Well, they're entirely different PHYs, so it is impossible.
Now, if you're talking about being able to have both functions
running on the same chipset
(though with different front-ends (PHYs), using the same T/R chain,
then it just requires some...
co-ordination.
You really don't want 'B' to transmit while 'A' is attempting to
receive a frame. Doing so changes the channel (an by 'channel' here
I mean "the characteristics of the medium", not "the center
frequency"), which means that any channel correlation is suddenly
quite obsolete, and demodulation of the incoming frame is now
impossible (with high probability).
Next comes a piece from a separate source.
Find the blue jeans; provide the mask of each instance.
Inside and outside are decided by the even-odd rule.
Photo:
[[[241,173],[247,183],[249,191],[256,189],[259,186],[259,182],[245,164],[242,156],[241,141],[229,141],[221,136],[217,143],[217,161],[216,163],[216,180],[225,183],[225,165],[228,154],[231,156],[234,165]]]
Put simply, "A" can't ACK that
frame (because it turned to goo.)
802.11 has this idea of "Clear Channel Assessment". The PHY will
sit and listen to the media. If the media is 'busy' (successfull
PLCP header received and/or signal strength above a threshold), then
CCA goes low, and the transmitter is barred from sending a frame.
This is why, sans co-ordination (or a lot of filtering), two radios
(even on ch1 and ch11) in the same box don't work.
Turns out that some chipsets expose a pin (hardware) or register
(software) with this CCA signal (or its analog) on it, and this can
be used to co-ordinate multiple MACs (802.11 or not) from stomping on
an incoming frame. Vivato's 'multiple radio' based products work
this way. You could even inject enough RF signal in and adjacent
transceiver while receiving a frame to ensure that CCA gets set,
precluding any transmits by co-located transceivers.
Doing similar things internal to a chipset that implements BT and
802.11 (as Mobilian implemented) is really straight-forward.